As part of these preparations, paediatric health experts have launched the BRONCHOstart study, an A&E-based surveillance project that aims to identify RSV cases presented to emergency departments and “get a head start on early infections coming through”, said Dr Whittaker.
Dr Ashley Reece, a general paediatrician at the Royal College of Paediatrics and Child Health, said RSV typically causes 85 per cent of respiratory presentations seen in children between November and March each winter.
He said paediatric departments across the country have been asked “to put together contingency and surge plans that might help us manage extra capacity throughout later on in the summer and into early autumn”.
Infants who fall seriously ill with RSV may often require feeding support and oxygen therapy, which can include both invasive and non-invasive ventilation. In other cases, a child can be cared for at home by monitoring breathing symptoms and ensuring fluid intake is adequate.

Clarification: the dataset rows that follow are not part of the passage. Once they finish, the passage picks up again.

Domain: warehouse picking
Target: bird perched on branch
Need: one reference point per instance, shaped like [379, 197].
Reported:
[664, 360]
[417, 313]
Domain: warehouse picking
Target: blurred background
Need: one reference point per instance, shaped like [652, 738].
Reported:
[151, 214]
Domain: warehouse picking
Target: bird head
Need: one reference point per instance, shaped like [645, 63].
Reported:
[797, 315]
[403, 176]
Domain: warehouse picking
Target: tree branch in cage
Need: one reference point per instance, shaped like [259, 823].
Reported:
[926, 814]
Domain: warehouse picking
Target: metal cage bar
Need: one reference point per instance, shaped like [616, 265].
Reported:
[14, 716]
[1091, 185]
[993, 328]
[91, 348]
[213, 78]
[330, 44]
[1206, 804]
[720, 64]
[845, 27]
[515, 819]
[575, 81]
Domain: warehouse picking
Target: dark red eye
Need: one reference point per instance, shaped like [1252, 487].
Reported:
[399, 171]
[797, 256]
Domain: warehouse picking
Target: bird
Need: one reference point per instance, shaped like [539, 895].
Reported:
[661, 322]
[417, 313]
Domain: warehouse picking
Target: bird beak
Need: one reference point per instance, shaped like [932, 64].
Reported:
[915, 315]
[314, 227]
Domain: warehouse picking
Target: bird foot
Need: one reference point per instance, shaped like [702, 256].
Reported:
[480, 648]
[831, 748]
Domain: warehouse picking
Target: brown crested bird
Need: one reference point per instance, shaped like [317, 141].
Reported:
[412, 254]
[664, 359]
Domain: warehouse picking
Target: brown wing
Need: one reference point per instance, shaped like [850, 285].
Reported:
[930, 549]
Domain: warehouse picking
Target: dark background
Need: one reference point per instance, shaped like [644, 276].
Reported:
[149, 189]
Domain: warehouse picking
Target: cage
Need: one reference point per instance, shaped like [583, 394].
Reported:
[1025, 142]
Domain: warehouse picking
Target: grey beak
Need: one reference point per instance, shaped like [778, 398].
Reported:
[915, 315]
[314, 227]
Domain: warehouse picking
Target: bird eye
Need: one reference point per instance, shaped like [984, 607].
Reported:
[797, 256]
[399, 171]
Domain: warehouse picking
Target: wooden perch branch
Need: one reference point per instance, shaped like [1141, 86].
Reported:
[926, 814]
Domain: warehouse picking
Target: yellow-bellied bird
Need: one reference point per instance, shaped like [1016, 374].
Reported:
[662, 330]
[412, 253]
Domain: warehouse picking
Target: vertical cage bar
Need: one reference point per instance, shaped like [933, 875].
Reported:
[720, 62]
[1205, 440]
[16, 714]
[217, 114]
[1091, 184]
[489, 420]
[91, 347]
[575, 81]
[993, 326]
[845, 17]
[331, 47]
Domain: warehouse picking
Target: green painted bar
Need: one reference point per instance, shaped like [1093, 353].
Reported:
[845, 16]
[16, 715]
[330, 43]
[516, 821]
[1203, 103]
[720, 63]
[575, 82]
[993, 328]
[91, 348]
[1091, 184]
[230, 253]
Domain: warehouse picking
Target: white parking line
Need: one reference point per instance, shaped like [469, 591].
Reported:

Dr Reece said the “vast majority” of children who are placed in intensive care with RSV “bounce back very quickly”. However, he said, “if there’s a bigger surge of RSV than normal then we may need to admit more children and some of those may need more respiratory support.”
Primary care networks and GPs are gearing up for a potential wave in cases too, Dr Reece said, “to support the wider system and prevent the need for significant number of children to be referred to hospital.”
“It’s fair to say that there’s some cases coming through in UK hospitals now,” he added, but insisted it was “hard” to put a number on the amount of RSV infections recorded in a typical year. “Some children affected by RSV may have other respiratory issues,” Dr Reece said. “It’s really difficult to quantify.”